Zwei Männer vor einem Regal voller CDs, sie halten ein Plakat des Festivals.
Dennis Krailing und Till Oberboßel vom Taunus Metal Festival. Bild © Melanie Aschenbrenner/hr

No Sleep Til Sunday 

Was auf die Beine stellen, internationale Bands in die Provinz bringen und familiär Mega-Feste feiern – diese Praxis blüht vor allem in Genres, die dem Mainstream immer noch als "Nische" gelten.  

Im Punk und Hardcore zum Beispiel gilt seit jeher "do it yourself" als politisch-ethisches Konzept. Selbstbestimmt und unabhängig von Kommerz wird da Kultur gemacht, werden Clubs betrieben und Konzerte veranstaltet. Aber auch die Metalszene mit ihren zig Spielarten kennt immer mehr DIY-Events, hinter denen kein finanzielles Interesse steht, sondern die Community.  
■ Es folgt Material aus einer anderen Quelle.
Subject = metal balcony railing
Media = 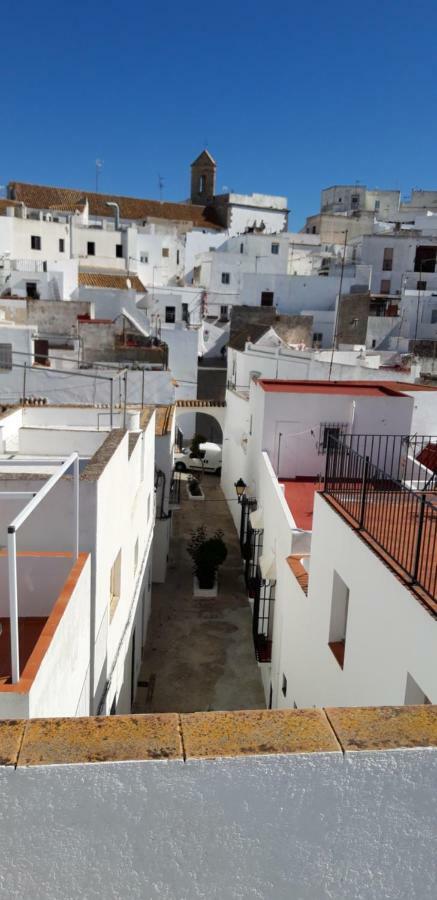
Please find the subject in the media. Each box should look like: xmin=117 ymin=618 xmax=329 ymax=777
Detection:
xmin=324 ymin=435 xmax=437 ymax=603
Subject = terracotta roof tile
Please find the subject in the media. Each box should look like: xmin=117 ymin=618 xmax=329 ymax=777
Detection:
xmin=78 ymin=271 xmax=146 ymax=292
xmin=8 ymin=182 xmax=222 ymax=230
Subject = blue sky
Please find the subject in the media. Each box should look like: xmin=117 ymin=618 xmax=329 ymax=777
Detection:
xmin=3 ymin=0 xmax=437 ymax=228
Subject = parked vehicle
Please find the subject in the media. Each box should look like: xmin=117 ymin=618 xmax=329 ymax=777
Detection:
xmin=174 ymin=441 xmax=222 ymax=475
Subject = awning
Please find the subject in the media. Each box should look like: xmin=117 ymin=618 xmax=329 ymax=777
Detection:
xmin=249 ymin=507 xmax=263 ymax=529
xmin=259 ymin=551 xmax=276 ymax=581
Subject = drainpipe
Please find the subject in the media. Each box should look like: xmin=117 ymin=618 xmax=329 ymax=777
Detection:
xmin=106 ymin=201 xmax=120 ymax=231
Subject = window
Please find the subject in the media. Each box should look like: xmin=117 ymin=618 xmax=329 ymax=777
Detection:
xmin=282 ymin=674 xmax=287 ymax=697
xmin=0 ymin=343 xmax=12 ymax=370
xmin=371 ymin=339 xmax=377 ymax=348
xmin=116 ymin=243 xmax=123 ymax=258
xmin=313 ymin=332 xmax=323 ymax=345
xmin=199 ymin=174 xmax=206 ymax=192
xmin=431 ymin=309 xmax=437 ymax=324
xmin=351 ymin=194 xmax=360 ymax=207
xmin=220 ymin=305 xmax=228 ymax=321
xmin=271 ymin=242 xmax=279 ymax=255
xmin=59 ymin=238 xmax=65 ymax=253
xmin=134 ymin=538 xmax=139 ymax=572
xmin=328 ymin=571 xmax=349 ymax=668
xmin=261 ymin=291 xmax=274 ymax=307
xmin=176 ymin=250 xmax=180 ymax=265
xmin=26 ymin=282 xmax=39 ymax=299
xmin=380 ymin=279 xmax=391 ymax=294
xmin=417 ymin=280 xmax=427 ymax=291
xmin=221 ymin=272 xmax=230 ymax=284
xmin=87 ymin=241 xmax=95 ymax=256
xmin=319 ymin=423 xmax=347 ymax=453
xmin=375 ymin=199 xmax=380 ymax=211
xmin=182 ymin=302 xmax=189 ymax=323
xmin=109 ymin=550 xmax=122 ymax=622
xmin=240 ymin=243 xmax=244 ymax=254
xmin=162 ymin=247 xmax=169 ymax=258
xmin=165 ymin=306 xmax=176 ymax=323
xmin=30 ymin=235 xmax=41 ymax=250
xmin=414 ymin=245 xmax=437 ymax=273
xmin=404 ymin=673 xmax=431 ymax=705
xmin=311 ymin=226 xmax=316 ymax=234
xmin=382 ymin=247 xmax=393 ymax=271
xmin=140 ymin=253 xmax=149 ymax=264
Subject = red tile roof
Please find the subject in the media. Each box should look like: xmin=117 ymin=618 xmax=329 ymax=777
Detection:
xmin=259 ymin=379 xmax=406 ymax=397
xmin=8 ymin=182 xmax=222 ymax=230
xmin=279 ymin=478 xmax=320 ymax=529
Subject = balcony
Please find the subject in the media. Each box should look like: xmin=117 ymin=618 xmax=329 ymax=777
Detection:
xmin=324 ymin=434 xmax=437 ymax=610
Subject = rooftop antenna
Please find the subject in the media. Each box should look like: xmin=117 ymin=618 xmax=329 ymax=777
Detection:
xmin=95 ymin=159 xmax=103 ymax=193
xmin=158 ymin=174 xmax=164 ymax=203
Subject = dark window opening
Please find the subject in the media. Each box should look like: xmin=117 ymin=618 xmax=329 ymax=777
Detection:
xmin=282 ymin=674 xmax=287 ymax=697
xmin=59 ymin=238 xmax=65 ymax=253
xmin=165 ymin=306 xmax=176 ymax=323
xmin=182 ymin=303 xmax=189 ymax=323
xmin=116 ymin=244 xmax=123 ymax=258
xmin=30 ymin=235 xmax=41 ymax=250
xmin=261 ymin=291 xmax=274 ymax=307
xmin=221 ymin=272 xmax=230 ymax=284
xmin=271 ymin=242 xmax=279 ymax=255
xmin=417 ymin=280 xmax=427 ymax=291
xmin=382 ymin=247 xmax=393 ymax=271
xmin=414 ymin=245 xmax=437 ymax=273
xmin=26 ymin=282 xmax=39 ymax=299
xmin=87 ymin=241 xmax=95 ymax=256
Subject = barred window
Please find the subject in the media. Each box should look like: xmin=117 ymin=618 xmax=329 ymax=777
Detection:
xmin=319 ymin=423 xmax=347 ymax=454
xmin=0 ymin=343 xmax=12 ymax=370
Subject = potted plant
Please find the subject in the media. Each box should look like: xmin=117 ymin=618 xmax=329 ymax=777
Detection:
xmin=187 ymin=476 xmax=205 ymax=500
xmin=190 ymin=433 xmax=206 ymax=460
xmin=187 ymin=526 xmax=227 ymax=597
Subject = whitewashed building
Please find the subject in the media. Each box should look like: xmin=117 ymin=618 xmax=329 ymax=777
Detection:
xmin=222 ymin=377 xmax=437 ymax=707
xmin=0 ymin=403 xmax=156 ymax=716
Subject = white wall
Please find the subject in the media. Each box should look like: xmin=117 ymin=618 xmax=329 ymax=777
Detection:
xmin=0 ymin=740 xmax=436 ymax=899
xmin=276 ymin=494 xmax=437 ymax=709
xmin=0 ymin=554 xmax=72 ymax=616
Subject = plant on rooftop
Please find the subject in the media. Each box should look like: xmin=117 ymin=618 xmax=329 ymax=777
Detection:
xmin=187 ymin=525 xmax=227 ymax=589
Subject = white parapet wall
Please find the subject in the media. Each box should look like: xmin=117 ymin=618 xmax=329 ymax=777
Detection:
xmin=0 ymin=707 xmax=436 ymax=899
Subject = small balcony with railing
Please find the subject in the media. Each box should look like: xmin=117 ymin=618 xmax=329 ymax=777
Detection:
xmin=323 ymin=433 xmax=437 ymax=611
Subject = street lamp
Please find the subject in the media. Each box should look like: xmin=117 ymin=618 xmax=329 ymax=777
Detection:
xmin=234 ymin=478 xmax=247 ymax=504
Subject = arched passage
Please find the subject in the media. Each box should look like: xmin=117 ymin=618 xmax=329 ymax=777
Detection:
xmin=175 ymin=401 xmax=225 ymax=445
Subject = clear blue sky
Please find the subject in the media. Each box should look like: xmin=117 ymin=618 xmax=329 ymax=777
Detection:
xmin=3 ymin=0 xmax=437 ymax=228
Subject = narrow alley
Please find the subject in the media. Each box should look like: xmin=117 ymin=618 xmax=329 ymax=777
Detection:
xmin=134 ymin=473 xmax=265 ymax=713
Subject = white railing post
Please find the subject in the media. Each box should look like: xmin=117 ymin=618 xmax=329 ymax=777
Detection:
xmin=7 ymin=529 xmax=20 ymax=684
xmin=73 ymin=455 xmax=79 ymax=560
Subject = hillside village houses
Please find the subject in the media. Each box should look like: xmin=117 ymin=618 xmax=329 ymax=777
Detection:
xmin=0 ymin=152 xmax=437 ymax=900
xmin=0 ymin=150 xmax=436 ymax=723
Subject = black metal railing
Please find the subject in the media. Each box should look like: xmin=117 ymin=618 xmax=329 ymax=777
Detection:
xmin=239 ymin=496 xmax=257 ymax=551
xmin=324 ymin=435 xmax=437 ymax=603
xmin=337 ymin=434 xmax=437 ymax=490
xmin=252 ymin=573 xmax=275 ymax=663
xmin=169 ymin=473 xmax=181 ymax=506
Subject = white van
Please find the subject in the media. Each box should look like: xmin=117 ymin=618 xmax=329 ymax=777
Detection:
xmin=174 ymin=441 xmax=222 ymax=475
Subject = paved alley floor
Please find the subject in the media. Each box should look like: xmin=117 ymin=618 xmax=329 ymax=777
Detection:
xmin=134 ymin=473 xmax=265 ymax=713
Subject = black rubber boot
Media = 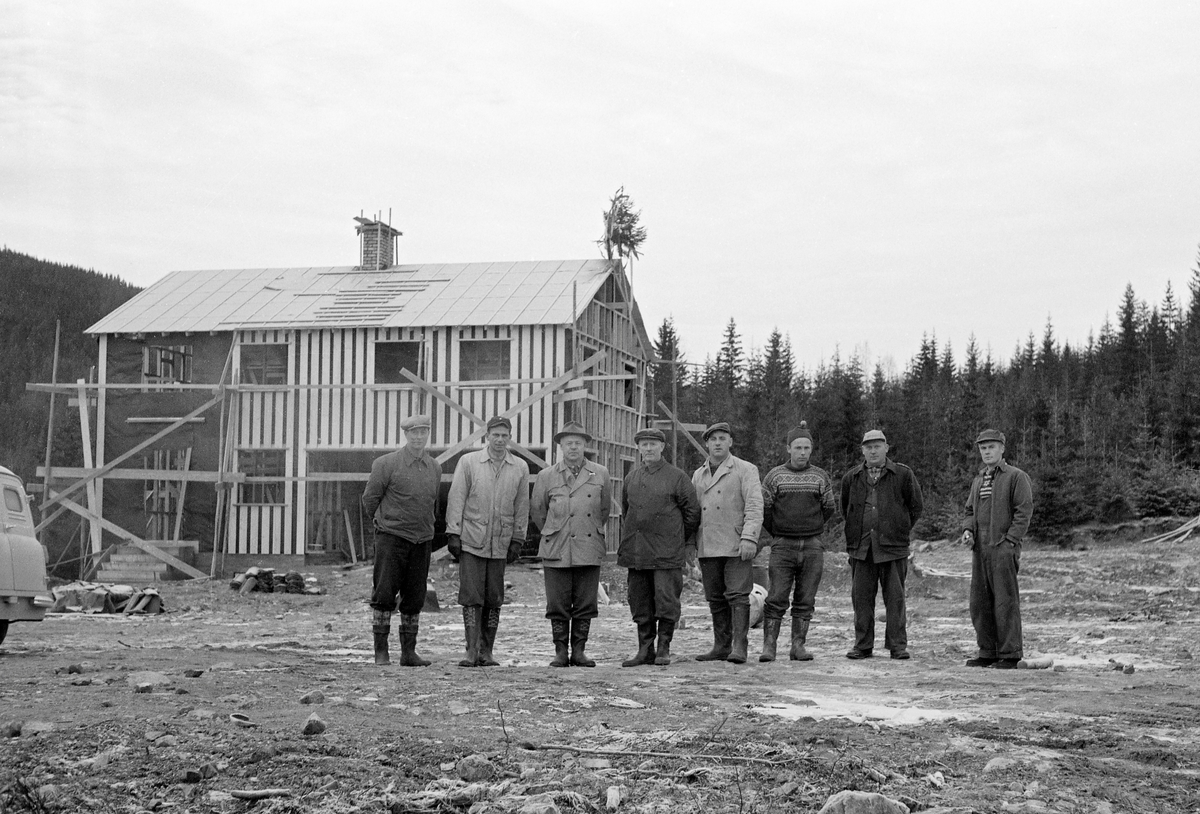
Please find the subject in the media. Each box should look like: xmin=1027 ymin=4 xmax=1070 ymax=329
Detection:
xmin=372 ymin=625 xmax=390 ymax=666
xmin=549 ymin=620 xmax=570 ymax=667
xmin=727 ymin=605 xmax=750 ymax=664
xmin=459 ymin=606 xmax=482 ymax=668
xmin=695 ymin=606 xmax=733 ymax=661
xmin=570 ymin=618 xmax=596 ymax=667
xmin=621 ymin=621 xmax=657 ymax=667
xmin=654 ymin=619 xmax=675 ymax=666
xmin=790 ymin=618 xmax=814 ymax=661
xmin=478 ymin=606 xmax=501 ymax=666
xmin=398 ymin=614 xmax=431 ymax=667
xmin=759 ymin=617 xmax=782 ymax=663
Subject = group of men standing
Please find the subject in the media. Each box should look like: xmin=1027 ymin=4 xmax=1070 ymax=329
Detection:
xmin=363 ymin=414 xmax=1033 ymax=671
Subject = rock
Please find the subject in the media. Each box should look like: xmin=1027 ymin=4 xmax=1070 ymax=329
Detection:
xmin=127 ymin=671 xmax=172 ymax=687
xmin=183 ymin=669 xmax=205 ymax=678
xmin=247 ymin=745 xmax=278 ymax=763
xmin=180 ymin=769 xmax=203 ymax=783
xmin=518 ymin=794 xmax=561 ymax=814
xmin=199 ymin=762 xmax=218 ymax=779
xmin=67 ymin=663 xmax=85 ymax=674
xmin=155 ymin=735 xmax=179 ymax=748
xmin=449 ymin=701 xmax=470 ymax=715
xmin=145 ymin=729 xmax=165 ymax=742
xmin=302 ymin=713 xmax=326 ymax=736
xmin=1122 ymin=664 xmax=1135 ymax=675
xmin=605 ymin=785 xmax=623 ymax=810
xmin=983 ymin=757 xmax=1018 ymax=773
xmin=300 ymin=690 xmax=325 ymax=705
xmin=818 ymin=790 xmax=910 ymax=814
xmin=134 ymin=683 xmax=155 ymax=694
xmin=324 ymin=622 xmax=333 ymax=631
xmin=456 ymin=753 xmax=495 ymax=782
xmin=189 ymin=709 xmax=216 ymax=720
xmin=34 ymin=784 xmax=60 ymax=801
xmin=21 ymin=721 xmax=54 ymax=737
xmin=925 ymin=771 xmax=945 ymax=788
xmin=3 ymin=721 xmax=23 ymax=738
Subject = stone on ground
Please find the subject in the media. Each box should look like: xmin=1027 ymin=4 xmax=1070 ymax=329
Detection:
xmin=818 ymin=790 xmax=910 ymax=814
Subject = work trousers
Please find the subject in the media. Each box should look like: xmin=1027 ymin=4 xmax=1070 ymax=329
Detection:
xmin=764 ymin=536 xmax=824 ymax=621
xmin=849 ymin=552 xmax=908 ymax=653
xmin=458 ymin=551 xmax=507 ymax=607
xmin=544 ymin=565 xmax=601 ymax=621
xmin=698 ymin=556 xmax=753 ymax=615
xmin=370 ymin=532 xmax=431 ymax=615
xmin=970 ymin=542 xmax=1023 ymax=660
xmin=626 ymin=568 xmax=683 ymax=624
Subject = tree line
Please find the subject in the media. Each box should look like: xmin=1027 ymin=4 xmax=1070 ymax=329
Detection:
xmin=650 ymin=252 xmax=1200 ymax=541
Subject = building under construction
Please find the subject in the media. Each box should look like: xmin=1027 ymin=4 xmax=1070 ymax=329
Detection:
xmin=31 ymin=217 xmax=655 ymax=580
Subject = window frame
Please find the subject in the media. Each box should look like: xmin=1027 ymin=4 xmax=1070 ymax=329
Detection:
xmin=237 ymin=449 xmax=287 ymax=505
xmin=239 ymin=344 xmax=289 ymax=386
xmin=374 ymin=340 xmax=424 ymax=383
xmin=458 ymin=339 xmax=512 ymax=383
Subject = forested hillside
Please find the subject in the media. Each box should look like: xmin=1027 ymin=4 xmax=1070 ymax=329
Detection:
xmin=0 ymin=248 xmax=140 ymax=481
xmin=653 ymin=250 xmax=1200 ymax=541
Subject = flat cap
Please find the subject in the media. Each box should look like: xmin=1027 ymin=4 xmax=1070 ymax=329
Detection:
xmin=400 ymin=414 xmax=431 ymax=430
xmin=553 ymin=421 xmax=593 ymax=444
xmin=634 ymin=427 xmax=666 ymax=443
xmin=861 ymin=429 xmax=888 ymax=444
xmin=486 ymin=415 xmax=512 ymax=432
xmin=702 ymin=421 xmax=733 ymax=441
xmin=975 ymin=428 xmax=1006 ymax=445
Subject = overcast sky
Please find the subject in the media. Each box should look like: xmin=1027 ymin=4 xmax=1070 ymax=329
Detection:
xmin=4 ymin=2 xmax=1199 ymax=374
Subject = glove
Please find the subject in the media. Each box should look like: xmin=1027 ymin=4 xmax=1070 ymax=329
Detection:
xmin=446 ymin=534 xmax=462 ymax=558
xmin=507 ymin=540 xmax=523 ymax=564
xmin=738 ymin=540 xmax=757 ymax=561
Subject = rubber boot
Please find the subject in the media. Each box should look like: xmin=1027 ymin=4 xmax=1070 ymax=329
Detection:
xmin=398 ymin=614 xmax=431 ymax=667
xmin=727 ymin=605 xmax=750 ymax=664
xmin=478 ymin=606 xmax=501 ymax=666
xmin=621 ymin=621 xmax=657 ymax=667
xmin=759 ymin=617 xmax=782 ymax=663
xmin=459 ymin=606 xmax=482 ymax=667
xmin=695 ymin=606 xmax=733 ymax=661
xmin=570 ymin=618 xmax=596 ymax=667
xmin=549 ymin=620 xmax=570 ymax=667
xmin=790 ymin=618 xmax=814 ymax=661
xmin=654 ymin=619 xmax=675 ymax=666
xmin=372 ymin=625 xmax=391 ymax=666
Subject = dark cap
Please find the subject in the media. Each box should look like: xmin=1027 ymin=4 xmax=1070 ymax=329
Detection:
xmin=634 ymin=427 xmax=666 ymax=444
xmin=861 ymin=429 xmax=888 ymax=444
xmin=702 ymin=421 xmax=733 ymax=441
xmin=400 ymin=414 xmax=431 ymax=431
xmin=975 ymin=428 xmax=1006 ymax=445
xmin=787 ymin=421 xmax=812 ymax=444
xmin=553 ymin=421 xmax=593 ymax=444
xmin=486 ymin=415 xmax=512 ymax=432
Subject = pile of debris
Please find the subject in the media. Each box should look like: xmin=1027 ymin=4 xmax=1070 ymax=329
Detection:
xmin=49 ymin=582 xmax=164 ymax=615
xmin=229 ymin=567 xmax=322 ymax=595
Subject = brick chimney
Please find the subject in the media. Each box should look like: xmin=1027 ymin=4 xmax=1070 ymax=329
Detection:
xmin=354 ymin=216 xmax=402 ymax=270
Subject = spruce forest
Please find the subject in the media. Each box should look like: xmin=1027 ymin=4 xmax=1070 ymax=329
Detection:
xmin=651 ymin=251 xmax=1200 ymax=541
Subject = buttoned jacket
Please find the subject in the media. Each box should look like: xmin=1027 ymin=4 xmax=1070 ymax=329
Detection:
xmin=446 ymin=449 xmax=531 ymax=559
xmin=964 ymin=461 xmax=1033 ymax=548
xmin=691 ymin=454 xmax=764 ymax=558
xmin=840 ymin=458 xmax=924 ymax=561
xmin=619 ymin=461 xmax=701 ymax=569
xmin=531 ymin=459 xmax=612 ymax=567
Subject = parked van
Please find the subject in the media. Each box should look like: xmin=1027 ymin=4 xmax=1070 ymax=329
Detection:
xmin=0 ymin=465 xmax=53 ymax=645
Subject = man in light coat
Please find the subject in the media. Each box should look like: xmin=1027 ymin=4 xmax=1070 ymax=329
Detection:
xmin=446 ymin=415 xmax=531 ymax=667
xmin=691 ymin=422 xmax=764 ymax=664
xmin=530 ymin=421 xmax=611 ymax=667
xmin=962 ymin=429 xmax=1034 ymax=670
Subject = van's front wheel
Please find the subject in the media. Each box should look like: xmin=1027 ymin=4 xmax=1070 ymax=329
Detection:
xmin=0 ymin=620 xmax=8 ymax=646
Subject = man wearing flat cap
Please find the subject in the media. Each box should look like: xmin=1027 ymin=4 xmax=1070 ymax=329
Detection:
xmin=690 ymin=421 xmax=764 ymax=664
xmin=840 ymin=429 xmax=924 ymax=660
xmin=446 ymin=415 xmax=531 ymax=667
xmin=619 ymin=426 xmax=701 ymax=667
xmin=759 ymin=421 xmax=838 ymax=662
xmin=962 ymin=429 xmax=1033 ymax=670
xmin=362 ymin=414 xmax=442 ymax=666
xmin=530 ymin=422 xmax=611 ymax=667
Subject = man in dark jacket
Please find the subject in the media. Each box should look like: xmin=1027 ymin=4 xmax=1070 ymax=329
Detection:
xmin=619 ymin=427 xmax=701 ymax=667
xmin=840 ymin=429 xmax=923 ymax=660
xmin=362 ymin=414 xmax=443 ymax=667
xmin=962 ymin=429 xmax=1034 ymax=670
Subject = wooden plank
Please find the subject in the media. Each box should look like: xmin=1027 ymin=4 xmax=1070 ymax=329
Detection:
xmin=434 ymin=351 xmax=605 ymax=465
xmin=39 ymin=393 xmax=224 ymax=518
xmin=656 ymin=400 xmax=709 ymax=459
xmin=343 ymin=508 xmax=357 ymax=564
xmin=51 ymin=491 xmax=209 ymax=580
xmin=173 ymin=447 xmax=192 ymax=542
xmin=76 ymin=380 xmax=103 ymax=556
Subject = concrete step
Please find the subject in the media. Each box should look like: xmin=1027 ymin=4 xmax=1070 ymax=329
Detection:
xmin=96 ymin=569 xmax=169 ymax=583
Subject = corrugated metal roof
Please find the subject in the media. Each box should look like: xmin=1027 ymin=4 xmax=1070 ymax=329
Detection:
xmin=86 ymin=260 xmax=617 ymax=334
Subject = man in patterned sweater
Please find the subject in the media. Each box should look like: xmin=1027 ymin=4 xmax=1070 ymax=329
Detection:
xmin=759 ymin=422 xmax=838 ymax=661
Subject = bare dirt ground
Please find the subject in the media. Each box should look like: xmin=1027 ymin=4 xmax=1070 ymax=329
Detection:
xmin=3 ymin=531 xmax=1199 ymax=814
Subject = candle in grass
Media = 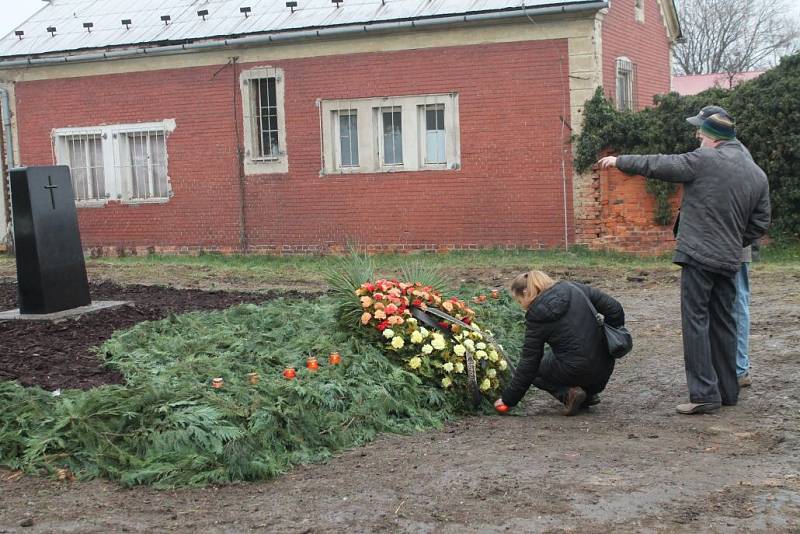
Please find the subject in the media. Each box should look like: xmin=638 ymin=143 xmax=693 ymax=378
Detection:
xmin=247 ymin=372 xmax=259 ymax=385
xmin=306 ymin=357 xmax=319 ymax=371
xmin=211 ymin=378 xmax=224 ymax=389
xmin=329 ymin=352 xmax=342 ymax=365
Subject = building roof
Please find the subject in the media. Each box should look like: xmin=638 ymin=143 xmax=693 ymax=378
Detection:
xmin=671 ymin=71 xmax=765 ymax=95
xmin=0 ymin=0 xmax=606 ymax=62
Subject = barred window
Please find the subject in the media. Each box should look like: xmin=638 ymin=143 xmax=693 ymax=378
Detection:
xmin=616 ymin=57 xmax=636 ymax=112
xmin=53 ymin=121 xmax=173 ymax=205
xmin=240 ymin=67 xmax=287 ymax=174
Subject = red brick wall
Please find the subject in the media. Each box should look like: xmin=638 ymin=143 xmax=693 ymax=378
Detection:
xmin=583 ymin=166 xmax=680 ymax=255
xmin=14 ymin=39 xmax=575 ymax=254
xmin=602 ymin=0 xmax=672 ymax=109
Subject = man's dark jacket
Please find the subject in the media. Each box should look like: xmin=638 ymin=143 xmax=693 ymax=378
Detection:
xmin=501 ymin=282 xmax=625 ymax=407
xmin=617 ymin=140 xmax=770 ymax=273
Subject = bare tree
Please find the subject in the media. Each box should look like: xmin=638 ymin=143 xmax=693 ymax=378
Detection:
xmin=674 ymin=0 xmax=800 ymax=75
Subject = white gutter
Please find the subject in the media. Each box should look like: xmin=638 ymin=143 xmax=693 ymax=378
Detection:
xmin=0 ymin=2 xmax=608 ymax=68
xmin=0 ymin=86 xmax=13 ymax=248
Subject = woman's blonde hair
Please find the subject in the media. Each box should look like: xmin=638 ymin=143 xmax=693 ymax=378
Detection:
xmin=509 ymin=270 xmax=556 ymax=309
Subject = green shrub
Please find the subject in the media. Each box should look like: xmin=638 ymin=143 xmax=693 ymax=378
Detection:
xmin=575 ymin=53 xmax=800 ymax=239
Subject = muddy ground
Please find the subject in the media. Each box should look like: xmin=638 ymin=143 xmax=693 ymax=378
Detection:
xmin=1 ymin=265 xmax=798 ymax=533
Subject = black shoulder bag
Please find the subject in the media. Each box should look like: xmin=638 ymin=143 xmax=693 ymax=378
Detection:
xmin=575 ymin=285 xmax=633 ymax=359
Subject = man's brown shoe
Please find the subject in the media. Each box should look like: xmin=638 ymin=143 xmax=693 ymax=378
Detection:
xmin=738 ymin=373 xmax=752 ymax=388
xmin=563 ymin=387 xmax=587 ymax=416
xmin=676 ymin=402 xmax=721 ymax=415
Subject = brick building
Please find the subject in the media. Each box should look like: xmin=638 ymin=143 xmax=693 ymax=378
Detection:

Fester Termin für Metalheads

Patches auf den Kutten, markerschütternde Schreie von der Bühne, jagende Gitarrenriffs – für viele Metalheads ist das zweitägige Taunus Metal Festival ein fester Termin in Kalender.

Die meisten der 600 Gäste des Indoor-Festivals kommen aus Rhein-Main, aber es gibt auch Stammgäste aus dem Rest der Republik und Europa, "sogar ein Kollege aus Malaysia, der ab und an mal rübergeflogen kommt", weiß Dennis Krailing, von Beruf Logistik-Fachmann.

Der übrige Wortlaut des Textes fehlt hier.